À l’issue de ses travaux, le Modec a réaffirmé son soutien au président de la République. Mais ce congrès a été surtout dominé par la récente crise qu’a connue la ville de Kidal. Placé sous le thème : «Oui au dialogue mais dans la vérité et dans la transparence», ce 1er congrès a eu lieu dans un contexte de crise. Cette crise, selon Koniba Sidibé, président du Modec, constitue une grande souffrance et désolation pour notre pays.

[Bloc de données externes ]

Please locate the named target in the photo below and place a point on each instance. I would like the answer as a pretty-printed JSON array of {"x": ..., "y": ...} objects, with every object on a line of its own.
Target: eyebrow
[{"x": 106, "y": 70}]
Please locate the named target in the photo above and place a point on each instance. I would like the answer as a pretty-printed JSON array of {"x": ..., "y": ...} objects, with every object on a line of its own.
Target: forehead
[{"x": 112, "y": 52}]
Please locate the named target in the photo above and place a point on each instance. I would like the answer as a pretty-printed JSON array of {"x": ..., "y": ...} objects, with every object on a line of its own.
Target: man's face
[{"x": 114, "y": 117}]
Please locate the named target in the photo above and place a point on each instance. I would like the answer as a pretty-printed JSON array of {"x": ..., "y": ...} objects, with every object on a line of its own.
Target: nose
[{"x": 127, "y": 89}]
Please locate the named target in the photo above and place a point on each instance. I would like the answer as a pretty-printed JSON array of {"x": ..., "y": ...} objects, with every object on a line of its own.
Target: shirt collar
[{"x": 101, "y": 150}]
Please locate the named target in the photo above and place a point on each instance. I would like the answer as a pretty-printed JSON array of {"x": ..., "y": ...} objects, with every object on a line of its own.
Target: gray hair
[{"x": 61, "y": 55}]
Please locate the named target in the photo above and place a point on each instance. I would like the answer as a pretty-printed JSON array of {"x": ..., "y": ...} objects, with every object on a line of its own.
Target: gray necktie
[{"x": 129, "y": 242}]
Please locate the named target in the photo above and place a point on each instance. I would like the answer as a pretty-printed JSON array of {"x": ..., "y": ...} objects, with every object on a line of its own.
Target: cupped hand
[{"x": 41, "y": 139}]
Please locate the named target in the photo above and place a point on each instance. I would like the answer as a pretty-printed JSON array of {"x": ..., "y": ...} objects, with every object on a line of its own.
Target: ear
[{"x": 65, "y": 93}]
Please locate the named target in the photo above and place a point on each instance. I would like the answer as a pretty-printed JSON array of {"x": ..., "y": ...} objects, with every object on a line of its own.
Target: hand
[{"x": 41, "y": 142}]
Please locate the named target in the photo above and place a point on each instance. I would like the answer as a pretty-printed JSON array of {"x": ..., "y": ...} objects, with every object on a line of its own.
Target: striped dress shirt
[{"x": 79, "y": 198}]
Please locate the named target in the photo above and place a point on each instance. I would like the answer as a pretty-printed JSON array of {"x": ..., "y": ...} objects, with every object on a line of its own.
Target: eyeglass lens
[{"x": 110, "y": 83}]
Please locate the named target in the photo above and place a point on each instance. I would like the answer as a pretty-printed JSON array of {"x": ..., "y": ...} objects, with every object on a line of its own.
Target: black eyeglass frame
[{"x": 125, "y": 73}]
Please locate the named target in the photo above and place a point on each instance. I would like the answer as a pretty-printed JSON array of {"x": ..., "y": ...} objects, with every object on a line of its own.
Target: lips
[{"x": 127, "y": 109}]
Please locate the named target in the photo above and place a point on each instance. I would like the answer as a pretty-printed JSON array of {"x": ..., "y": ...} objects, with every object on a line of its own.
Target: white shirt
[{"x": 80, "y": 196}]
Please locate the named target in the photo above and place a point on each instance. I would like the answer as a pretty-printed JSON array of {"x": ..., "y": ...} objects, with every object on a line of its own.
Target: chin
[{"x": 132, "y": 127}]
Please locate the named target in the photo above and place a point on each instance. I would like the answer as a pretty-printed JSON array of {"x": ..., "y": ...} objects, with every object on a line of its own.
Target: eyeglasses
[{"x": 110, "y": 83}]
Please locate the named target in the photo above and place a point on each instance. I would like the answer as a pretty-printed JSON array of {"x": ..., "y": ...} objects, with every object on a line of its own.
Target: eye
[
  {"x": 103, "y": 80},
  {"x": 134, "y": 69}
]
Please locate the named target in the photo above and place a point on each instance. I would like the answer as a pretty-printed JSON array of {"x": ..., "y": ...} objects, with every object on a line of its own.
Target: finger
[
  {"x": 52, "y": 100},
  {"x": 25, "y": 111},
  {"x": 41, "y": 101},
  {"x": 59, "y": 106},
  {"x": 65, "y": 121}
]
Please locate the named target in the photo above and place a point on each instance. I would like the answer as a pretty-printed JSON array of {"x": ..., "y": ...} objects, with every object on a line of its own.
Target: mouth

Pour résorber cette crise, «le peuple malien a placé un immense espoir en monsieur Ibrahim Boubacar Kéita en le plébiscitant comme président de la République pour un règlement rapide de cette crise», a précisé M. Sidibé. «Or cet espoir du peuple paraît se transformer en une désolation seulement en huit mois de gouvernance», a-t-il déclaré. Pour le président du Modec, «de plus en plus, le peuple exprime clairement son impatience par rapport à une rupture claire et indiscutable avec les pratiques de mauvaise gouvernance (le népotisme, la corruption et la mauvaise gestion des ressources publiques de manière générale) et le règlement rapide de la crise».

Cette analyse sans complaisance du Modec en tant que membre de la mouvance présidentielle, se fait «dans le souci d’accroître les chances de succès du président de la République, car son échec dans le contexte actuel plongera davantage le Mali dans une crise sécuritaire, politique et institutionnelle», a noté le président Sidibé. Il avait auparavant rappelé et condamné les récentes événements douloureux qui sont survenus pendant et après la visite du Premier ministre Moussa Mara, à Kidal.

Par ailleurs, les congressistes ont porté un regard sur les activités du parti au cours de la première année de son existence, pour faire les réajustements nécessaires à son développement. M. Sidibé a félicité les militants pour l’énorme travail d’implantation du parti. Il les a encouragés à aller encore plus loin pour faire du Modec un parti qui fera émerger un nouveau leadership national, composé d’hommes et de femmes intègres, honnêtes, compétents, profondément attachés à l’idéal de justice sociale et aimant sincèrement leur pays, des dirigeants exemplaires à tous égards.

À noter que plusieurs partis politiques ont pris part à la cérémonie d’ouverture, dont les Fare qui étaient présentés par leur président, Modibo Sidibé. Celui-ci a fait savoir au Modec et à tous les partis de la mouvance présidentielle que l’opposition n’est pas contre le pouvoir mais qu’elle cherche la consolidation de la démocratie et le bien-être du peuple malien.

À la fin des travaux, le dimanche 1er juin 2014, les militants et militantes du Mouvement pour un destin commun ont mis un nouveau bureau dirigé par Koniba Sidibé, un transfuge du parti Parena, qui a créé sa propre formation politique, en 2013. Il s’est ensuite lancé dans la course pour Koulouba, avant d’être candidat aux élections législatives à Dioïla. Deux combats qu’il a perdus.

Cependant, le parti se prépare pour les élections communales à venir. Le nouveau bureau dispose d’un mandat de 5 ans. Son combat est de poursuivre l’implantation du parti sur toute l’étendue du territoire national.